A liminal space can be a key component of a Narrative Environment. A liminal space can be either a physical or a temporal space, and often both at the same time, but it is always a psychic space.

Liminal spaces are places/times in which the audience is disorientated/moved from their normative assessment of ‘reality’ in order to prepare them for a different ‘reality’ presented in the main Narrative Space.

Here is a lovely account of a temporal liminal space, from Daisetz Suzuki, a 20th century Zen Master:

Suzuki: “Before Zen, men are men and mountains are mountains. During Zen, things get a little mixed up. After Zen, men are men and mountains are mountains.” Questioner: “what’s the difference?” Suzuki: “No difference, only feet a little bit off the ground.”

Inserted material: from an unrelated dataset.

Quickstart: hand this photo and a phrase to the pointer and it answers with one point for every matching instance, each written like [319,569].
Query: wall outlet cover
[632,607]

Some background: since the work of Turner in the 60s, usage of the term liminality has broadened to refer to political and cultural change. During liminal periods of all kinds, social hierarchies may be reversed or temporarily dissolved, continuity of tradition may become uncertain, and future outcomes once taken for granted may be thrown into doubt. The dissolution of order during liminality creates a fluid, malleable situation that enables new institutions and customs to become established.

Powerful stuff, as you can see.

Bjørn Thomassen, 2009,The Uses and Meanings of Liminality (International Political Anthropology ) p. 51

Agnes Horvath, Bjørn Thomassen, and Harald Wydra, 2009, Introduction: Liminality and Cultures of Change (International Political Anthropology )

Arpad Szakolczai,2009, Liminality and Experience: Structuring transitory situations and transformative events (International Political Anthropology ) p. 141

Liminal spaces are closely related to thresholds. (not just etymologically).